Les ouvriers, impressionnés par la fermeté de Yehiel, décident de retourner chez eux. Ils respectent les valeurs sacrées de leur employeur. Après leur départ, le vent se met à souffler très fort. Yehiel ne prête pas garde au brusque changement de temps et ne pense plus aux barils du chantier. La Reine du chabbat arrive et la pluie n’est pas encore tombée. Au moment où Yehiel prend en main le verre de Kiddouch et commence à se balancer avec ferveur, un éclair illumine le ciel. Une tempête balaie les rues qui se vident en un instant de tous leurs passants.

Yehiel se domine et ne laisse aucune réflexion destructrice pénétrer son esprit. « Le chabbat, il faut considérer tous son travail comme terminé. » Cette nuit la, une pluie diluvienne s’abat sur la région. Chez Yehiel, il fait bon et chaud. La forte lumière qui éclaire la maison ne provient ni des éclairs ni de la lampe suspendue au plafond.

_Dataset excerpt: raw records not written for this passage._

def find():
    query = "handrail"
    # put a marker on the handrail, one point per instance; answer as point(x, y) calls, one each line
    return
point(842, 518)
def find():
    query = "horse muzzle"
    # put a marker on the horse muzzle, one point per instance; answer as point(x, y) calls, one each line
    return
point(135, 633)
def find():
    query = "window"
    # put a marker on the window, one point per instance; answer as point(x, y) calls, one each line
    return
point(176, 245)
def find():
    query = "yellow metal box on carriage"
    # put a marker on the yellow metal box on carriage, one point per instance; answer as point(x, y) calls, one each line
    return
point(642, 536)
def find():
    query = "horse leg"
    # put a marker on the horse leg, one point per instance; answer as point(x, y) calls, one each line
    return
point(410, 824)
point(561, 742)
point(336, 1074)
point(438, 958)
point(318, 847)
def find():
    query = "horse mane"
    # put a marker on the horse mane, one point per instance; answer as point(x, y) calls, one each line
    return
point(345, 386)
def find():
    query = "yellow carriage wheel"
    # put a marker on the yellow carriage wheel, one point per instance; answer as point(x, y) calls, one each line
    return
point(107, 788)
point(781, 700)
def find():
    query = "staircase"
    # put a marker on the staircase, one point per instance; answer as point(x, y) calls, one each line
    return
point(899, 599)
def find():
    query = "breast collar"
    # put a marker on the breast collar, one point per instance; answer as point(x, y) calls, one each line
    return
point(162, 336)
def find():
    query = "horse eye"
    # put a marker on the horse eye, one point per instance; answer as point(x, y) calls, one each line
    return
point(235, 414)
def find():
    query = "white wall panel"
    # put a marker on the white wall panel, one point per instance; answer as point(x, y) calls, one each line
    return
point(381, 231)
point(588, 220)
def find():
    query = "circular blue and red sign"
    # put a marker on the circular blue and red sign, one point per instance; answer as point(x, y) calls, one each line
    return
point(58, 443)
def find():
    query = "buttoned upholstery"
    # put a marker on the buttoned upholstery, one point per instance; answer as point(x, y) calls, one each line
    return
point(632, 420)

Le visage de Yehiel rayonne de l’éclat que le chabbat projette sur ceux qui résistent a l’épreuve et observent le jour saint sans compromis. Assis à la table du chabbat, il chante tranquillement les chants avec ses enfants, parle de Torah. Il se lève a l’aube, récite a voix basse le livre entier des Psaumes, comme il le fait depuis des années, puis se rend a la synagogue. Sur le chemin, il remarque que la pluie a lavé toute la ville a grande eau mais cela ne le dérange pas le moins du monde. La prière et le repas se déroulent avec un plaisir spirituel comme il n’en a pas connu depuis de longues années. A l’issue du chabbat, Yehiel récite la Havdala avec ferveur. A peine Yehiel a-t-il posé le verre de vin sur la table que la tristesse et le découragement l’envahissent. Il part détacher son cheval, l’attelle a la charrette et prend la direction du chantier.

Le terrain est plongé dans les ténèbres. Yehiel a pris avec lui une lanterne qu’il allume. Il s’approche du chantier, le cœur battant. Un cri s’échappe de sa bouche, tous ses barils sont couverts de planches, plaques de tôle et de pierres !

« Est-ce que je rêve ? Est-ce une illusion ? »

Il s’approche des barils et, les mains tremblantes, il soulève les planches de bois car il ressent le besoin de palper le miracle de ses propres mains. Pas de doute, c’est bien du ciment ! Ivre de joie il rentre chez lui, le cœur débordant de reconnaissance envers D. Une idée fantaisiste envahit son cœur. Il est persuadé que les anges qui l’ont accompagne la nuit du chabbat se sont envolés vers le quartier de Ir-Ganim pour couvrir les barils. Tout ceci afin que ses biens ne soient pas détruits à cause du chabbat…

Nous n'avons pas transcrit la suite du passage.